Zoolander 2









Ben Stiller, the beguilingly bespectacled Penélope Cruz and Owen Wilson are on the case.
© 2016 Paramount


(Reviewed February 10, 2016, by James Dawson)

The 15-year gap between 2001's "Zoolander" and this similarly silly sequel is addressed in a quick catch-up that gets points for aging the characters in real time, but which also adds melancholy to the mirth. The movie has several good gags, including a cleverly amusing revelation about what really went on in the Garden of Eden, but a lot of the fun here feels almost desperate.

Last time around, the laughably self-involved Derek Zoolander (director/co-writer Ben Stiller) had to get back his male-model mojo after being surpassed at his craft by hot-new-thing Hansel (Owen Wilson). This year, both are humiliatingly out of fashion (at one point finding themselves wearing "Hi, My Name Is" badges that identify one as "Old" and the other as "Lame") and in need of serious runway redemption.

While the first installment undeniably had its own dark touches (three flamboyant characters literally go up in flames, and the central plot involves a "Manchurian Candidate"-style assassination attempt), this year's model includes serial killings, an absurd but still awkward joke about miscarriage and a building collapse that kills Derek's wife and leads to authorities taking away his young son.

An invite from the severely speech-impaired fashion magnate Alexanya Atoz (Kristen Wiig, in demented Donatella Versace mode) gets the now-estranged Derek and Hansel back together in Rome. Scenes mocking their novelty-obsessed industry and Emperor's-New-Clothes scenesters in general include an appearance by Benedict Cumberbatch as a no-eyebrows-and-Cher-hair model known as All who is "not defined by binary constructs," and a hiply horrendous hotel known as Palazzo D'Caca that is constructed entirely of reclaimed human waste.

Interpol Global Fashion Division Special Agent Valentina Valencia (the red-leather lovely Penélope Cruz) is investigating the murders of pop stars whose dying expressions all mysteriously resembled Derek's signature Blue Steel look. As Hansel notes, "She's hot. Trust her." An archived black-and-white TV commercial she watches that features Derek as a half-man, half-cow centaur is one of the movie's best bizarre bits.

Derek's teenage son Derek Jr. (Cyrus Arnold), lost to Derek for more than a decade and raised in an Italian orphanage, isn't exactly what Dad expects when the two reunite. That makes for some opposites-repulse moments, but those things have a way of working themselves out in movies like this.
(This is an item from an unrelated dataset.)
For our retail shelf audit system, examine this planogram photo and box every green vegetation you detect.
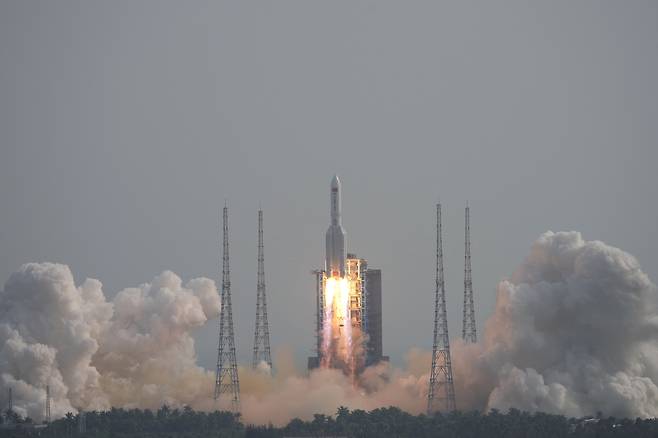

Will Ferrell is back as the hilariously hyper-hostile designer Jacobim Mugatu, who was locked up for his "Zoolander" crimes in a prison resembling a giant thimble. His finest moment may be when he says that he can't believe the rest of the cast actually believes his explanation of the supernatural circumstances leading to an elaborate human-sacrifice showdown.

Cameos include several fashion designers who hope to achieve immortality based on more than their work, the abnormally fond of a baby hippo Willie Nelson, the big-secret-possessing Sting, and a "Rocky Horror Picture Show"-referencing Susan Sarandon.

At one point, the cool-with-being-clueless Derek tells the similarly uninformed Hansel, "I miss not knowing things with you." That kind of comfortably dumb humor keeps the movie likable, even if it no longer seems especially fashion-forward fresh.